Les pénalités de retard doivent donc être calculées sur la base du prix toutes taxes comprises figurant sur la facture et non sur celle du prix hors taxes.
Illustration
soit une facture relative à la fourniture de marchandises d’un montant de 15 000 € TTC émise le 31 mars 2009 et payable au plus tard le 31 mai 2009. Le taux des pénalités de retard mentionné sur la facture est de trois fois le taux d’intérêt légal, soit 11,37 %. Le client ne règle sa facture que le 15 juin 2009. Le vendeur est en droit de lui réclamer des pénalités de retard pour la période courant du 1er juin au 15 juin. Le montant de ces pénalités est alors de : [(15 000 € x 11,37 %) / 365] x 15 = 70,09 €.
Le traitement comptable des pénalités de retard
Les pénalités de retard étant exigibles sans qu’une mise en demeure soit nécessaire, le fournisseur détient une créance au titre des pénalités de retard dès le dépassement du délai de paiement imparti au client.
Il doit donc constater cette créance dans sa comptabilité, et ce même s’il ne veut pas ou ne peut pas obtenir de son client le paiement des pénalités.
Remarque
en pratique, cette obligation de comptabilisation n’est pas sans poser de difficultés car rares sont les fournisseurs qui réclament effectivement le paiement des pénalités de retard à leurs clients, le maintien de la qualité des relations commerciales étant souvent à ce prix. Le fournisseur qui ne peut pas ou ne veut pas réclamer de pénalités à son client devrait donc, après avoir comptabilisé sa créance, constater, pour le même montant, une provision pour dépréciation.
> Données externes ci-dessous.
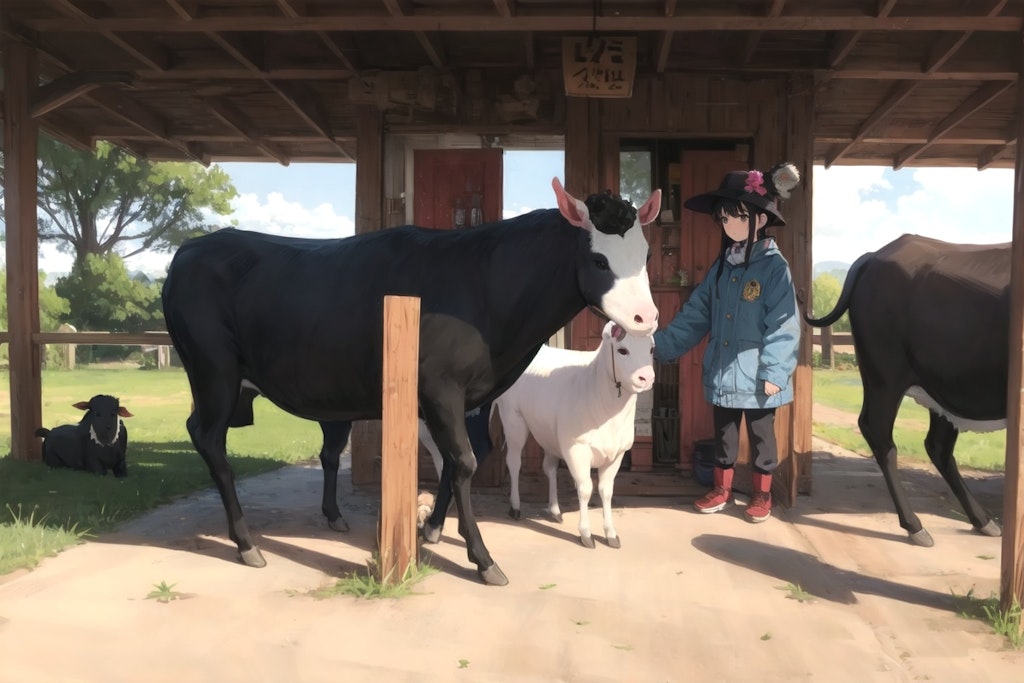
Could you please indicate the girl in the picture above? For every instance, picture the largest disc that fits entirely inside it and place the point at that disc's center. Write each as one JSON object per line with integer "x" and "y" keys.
{"x": 748, "y": 306}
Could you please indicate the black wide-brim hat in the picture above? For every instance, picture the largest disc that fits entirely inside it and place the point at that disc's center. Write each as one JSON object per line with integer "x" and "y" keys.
{"x": 749, "y": 186}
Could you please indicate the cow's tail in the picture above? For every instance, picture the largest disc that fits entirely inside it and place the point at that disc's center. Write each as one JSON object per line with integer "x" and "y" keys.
{"x": 844, "y": 298}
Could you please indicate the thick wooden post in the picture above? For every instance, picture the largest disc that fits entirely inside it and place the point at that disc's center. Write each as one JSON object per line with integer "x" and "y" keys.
{"x": 400, "y": 437}
{"x": 19, "y": 145}
{"x": 1012, "y": 571}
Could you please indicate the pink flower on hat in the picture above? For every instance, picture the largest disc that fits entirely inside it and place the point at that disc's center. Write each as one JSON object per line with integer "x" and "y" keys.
{"x": 755, "y": 183}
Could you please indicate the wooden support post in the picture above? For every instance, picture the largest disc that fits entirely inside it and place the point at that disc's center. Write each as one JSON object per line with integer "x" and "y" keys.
{"x": 1012, "y": 571}
{"x": 399, "y": 445}
{"x": 20, "y": 76}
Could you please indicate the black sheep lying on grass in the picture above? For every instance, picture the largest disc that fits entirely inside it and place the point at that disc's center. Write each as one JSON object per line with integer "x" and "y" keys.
{"x": 98, "y": 442}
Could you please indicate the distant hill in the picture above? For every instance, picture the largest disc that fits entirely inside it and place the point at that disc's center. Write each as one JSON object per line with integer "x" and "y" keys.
{"x": 837, "y": 268}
Cette provision ne dégageant aucun revenu imposable, elle ne devrait pas donner lieu à déduction fiscale et devrait donc être réintégrée extra-comptablement.
Réciproquement, si le fournisseur doit comptabiliser sa créance de pénalités de retard, le client débiteur de ces pénalités doit constater le passif correspondant dans sa comptabilité.
À noter
selon la Compagnie nationale des commissaires aux comptes (CNCC), ce passif doit s’apprécier en fonction :
– des relations commerciales que l’entreprise débitrice entretient avec le fournisseur ;
– de l’évolution des textes et de la doctrine de la Direction générale de la concurrence, de la consommation et de la répression des fraudes (DGCCRF).
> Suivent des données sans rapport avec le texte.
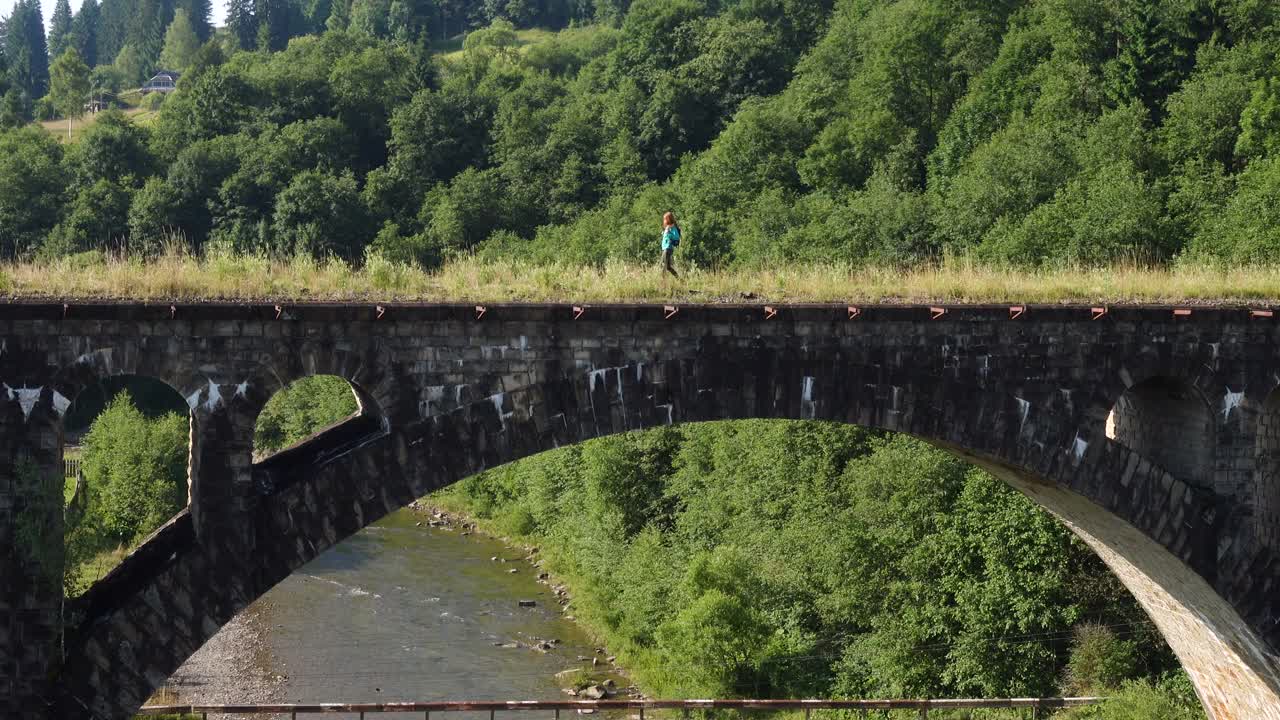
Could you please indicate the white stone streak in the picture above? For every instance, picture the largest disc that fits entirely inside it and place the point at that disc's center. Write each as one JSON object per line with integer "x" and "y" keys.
{"x": 1230, "y": 401}
{"x": 1024, "y": 409}
{"x": 670, "y": 413}
{"x": 808, "y": 408}
{"x": 26, "y": 397}
{"x": 498, "y": 400}
{"x": 1079, "y": 447}
{"x": 60, "y": 404}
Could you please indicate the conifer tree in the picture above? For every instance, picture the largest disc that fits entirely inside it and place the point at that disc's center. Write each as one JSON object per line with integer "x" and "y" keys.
{"x": 85, "y": 31}
{"x": 199, "y": 13}
{"x": 26, "y": 51}
{"x": 242, "y": 23}
{"x": 179, "y": 44}
{"x": 68, "y": 86}
{"x": 146, "y": 33}
{"x": 60, "y": 30}
{"x": 339, "y": 16}
{"x": 273, "y": 23}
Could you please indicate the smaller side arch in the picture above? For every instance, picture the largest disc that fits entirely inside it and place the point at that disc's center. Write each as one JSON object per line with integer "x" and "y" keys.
{"x": 1168, "y": 420}
{"x": 1266, "y": 484}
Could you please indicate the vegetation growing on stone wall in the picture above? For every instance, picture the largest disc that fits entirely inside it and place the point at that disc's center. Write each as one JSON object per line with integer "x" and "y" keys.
{"x": 864, "y": 133}
{"x": 36, "y": 523}
{"x": 136, "y": 474}
{"x": 301, "y": 409}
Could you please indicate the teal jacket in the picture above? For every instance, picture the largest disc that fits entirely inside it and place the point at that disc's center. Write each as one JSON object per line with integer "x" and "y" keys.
{"x": 671, "y": 237}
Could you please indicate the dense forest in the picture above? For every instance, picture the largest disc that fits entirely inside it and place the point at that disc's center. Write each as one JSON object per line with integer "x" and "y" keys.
{"x": 891, "y": 132}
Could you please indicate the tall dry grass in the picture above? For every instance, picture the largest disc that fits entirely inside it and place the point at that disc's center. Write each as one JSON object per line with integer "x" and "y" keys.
{"x": 248, "y": 278}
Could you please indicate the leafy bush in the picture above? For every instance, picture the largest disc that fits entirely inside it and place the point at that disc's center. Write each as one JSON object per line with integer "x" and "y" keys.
{"x": 808, "y": 560}
{"x": 297, "y": 411}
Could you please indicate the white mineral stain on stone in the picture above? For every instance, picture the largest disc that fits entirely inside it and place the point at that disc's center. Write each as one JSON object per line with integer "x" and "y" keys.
{"x": 1079, "y": 447}
{"x": 60, "y": 404}
{"x": 808, "y": 409}
{"x": 1230, "y": 401}
{"x": 215, "y": 396}
{"x": 26, "y": 397}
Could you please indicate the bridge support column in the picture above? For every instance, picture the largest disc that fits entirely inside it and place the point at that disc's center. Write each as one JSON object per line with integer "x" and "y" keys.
{"x": 224, "y": 504}
{"x": 31, "y": 554}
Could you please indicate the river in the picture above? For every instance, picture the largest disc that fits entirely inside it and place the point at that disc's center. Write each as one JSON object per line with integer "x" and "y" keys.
{"x": 401, "y": 611}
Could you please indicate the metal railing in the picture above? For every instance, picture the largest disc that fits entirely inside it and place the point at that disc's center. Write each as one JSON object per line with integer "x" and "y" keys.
{"x": 426, "y": 709}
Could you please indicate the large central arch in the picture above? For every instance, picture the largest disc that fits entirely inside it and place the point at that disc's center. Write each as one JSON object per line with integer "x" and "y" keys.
{"x": 251, "y": 525}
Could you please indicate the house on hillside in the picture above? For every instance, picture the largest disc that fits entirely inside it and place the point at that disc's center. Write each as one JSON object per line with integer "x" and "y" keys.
{"x": 164, "y": 81}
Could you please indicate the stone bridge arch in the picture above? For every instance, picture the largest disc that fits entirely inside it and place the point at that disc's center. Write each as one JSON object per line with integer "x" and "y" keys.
{"x": 1153, "y": 529}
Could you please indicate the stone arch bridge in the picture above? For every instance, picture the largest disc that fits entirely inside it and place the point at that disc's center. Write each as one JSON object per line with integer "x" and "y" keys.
{"x": 1152, "y": 432}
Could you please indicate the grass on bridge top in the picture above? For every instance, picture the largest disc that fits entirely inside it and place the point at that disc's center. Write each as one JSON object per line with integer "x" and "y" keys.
{"x": 181, "y": 278}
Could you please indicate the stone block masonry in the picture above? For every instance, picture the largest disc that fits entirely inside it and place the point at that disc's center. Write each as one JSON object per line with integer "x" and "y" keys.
{"x": 1151, "y": 433}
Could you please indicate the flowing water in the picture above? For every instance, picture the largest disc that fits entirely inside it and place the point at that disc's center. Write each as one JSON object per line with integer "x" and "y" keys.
{"x": 401, "y": 611}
Le traitement fiscal des pénalités de retard
En matière de pénalités de retard, le droit fiscal fait preuve de réalisme et de pragmatisme.
Prenant en considération le fait que, dans la pratique, les fournisseurs réclament rarement les pénalités de retard à leurs clients, le droit fiscal (article 237 sexies du Code général des impôts) pose le principe selon lequel les pénalités de retard doivent être rattachées au résultat de l’exercice au cours duquel elles ont été encaissées, et ce quelle que soit la date d’échéance.
En conséquence, les pénalités de retard n’ont un impact fiscal sur l’entreprise du fournisseur que si ce dernier encaisse effectivement les pénalités et à la date seulement de cet encaissement.
Si le fournisseur ne récupère pas auprès de son client les pénalités de retard qui lui sont dues, il ne sera donc pas taxé sur les produits non perçus.
Conseil :
La loi LME, on le sait, a introduit de nouvelles règles en matière de délais de paiement et de pénalités de retard : fixation de délais de paiement plafonds et rehaussement des taux des pénalités de retard.
Ces nouvelles règles sont entrées en vigueur le 1er janvier 2009.
Les entreprises dont les factures et/ou les conditions générales de vente ne sont pas conformes à ces règles risquent de très lourdes peines d’amende.
Le Cabinet ne devra donc pas hésiter à sensibiliser les Clients concernés à ce risque et à leur proposer un audit juridique de leurs factures et conditions générales de vente.